A dura realidade dos atletas que buscam alternativas para driblar a falta de investimentos no caminho ao pódio olímpico

Foto: Aleksandra Szmigiel/Reuters

Por Luiza Diniz

Na reta final dos Jogos Olímpicos de Tóquio 2020, novamente a pauta sobre patrocínio volta aos holofotes. Ocupando, até o momento, a 16ª posição no ranking de medalhas com 4 ouros, 4 pratas e 8 bronzes, o Brasil vem assumindo a liderança em uma outra disputa, que não é motivo de orgulho: a falta de incentivo e condições para os atletas que compõem sua delegação. Com 309 representantes nas Olimpíadas, os números divulgados recentemente em um levantamento feito pelo Globo Esporte, mostram a realidade enfrentada pelos esportistas no percurso até o Japão. De permutas a vaquinhas, os atletas buscam diariamente uma forma de alcançar o sonho olímpico. E nesse caminho, as pedras formam uma montanha que dificulta a passagem dos nossos heróis até o pódio.

Talento não falta. Já incentivo…

Durante a pandemia, os atletas tiveram que adaptar sua preparação para Tóquio 2020, respeitando as recomendações da Organização Mundial de Saúde. Com academias, piscinas, pistas e centros de treinamentos fechados, as rotinas de treino tiveram que ser alteradas até a melhora do cenário no país. Diante do impacto na economia, diversas empresas e clubes retiraram seus patrocínios, tornando a realidade de alguns esportistas ainda mais precária.
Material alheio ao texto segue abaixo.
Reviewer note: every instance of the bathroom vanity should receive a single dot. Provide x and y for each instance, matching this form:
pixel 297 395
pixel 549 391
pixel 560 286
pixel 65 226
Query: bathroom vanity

Como no caso de Jefferson Carvalho dos Santos, atleta do decatlon, que foi demitido em janeiro deste ano do Esporte Clube Pinheiros, que lhe garantia uma renda em torno de mil reais por mês. Para conseguir não só custear seus treinos, mas também sobreviver, Santos assumiu uma outra função em seu tempo livre.

“Em vez de treinar em dois períodos e descansar no terceiro para me recuperar para o dia seguinte, eu faço todos os treinos pela manhã; à tarde e à noite eu trabalho como motorista de aplicativo”, disse Jefferson em entrevista à Veja SP

Apesar do esforço, o brasileiro não conseguiu se classificar para a disputa olímpica. Porém, o cenário vivido por aqueles que garantiram uma vaga nos Jogos, não é muito distante disso. 42% dos brasileiros em Tóquio não possuem patrocínio e precisam recorrer a vaquinhas para arrecadar dinheiro ou conciliar o esporte com outros empregos.

Thiago Braz, campeão olímpico do salto com vara no Rio 2016 e medalhista de bronze no Japão, é um dos 131 atletas da delegação que vivenciam essa realidade. Sem patrocínio desde as Olimpíadas do Rio 2016, o saltador, que ganhou o bronze na terça-feira (3), frisou em seu discurso as dificuldades enfrentadas pela falta de recursos financeiros e agradeceu o apoio de Neymar. “Sem esses apoiadores, eu não teria chegado onde cheguei”, completou.

REUTERS/Amr Abdallah Dalsh

Um clamor por mudanças

Na tentativa de minimizar a rotina sofrida e cheia de obstáculos desses desportistas, foi criado em 2005 o Bolsa Atleta, programa de patrocínio esportivo do Governo Federal que garante aos inscritos uma renda mensal durante um período pré estabelecido. Os incentivos são divididos em seis categorias com valores diferentes: atleta de base, estudantil, nacional, internacional, olímpico/paralímpico e pódio.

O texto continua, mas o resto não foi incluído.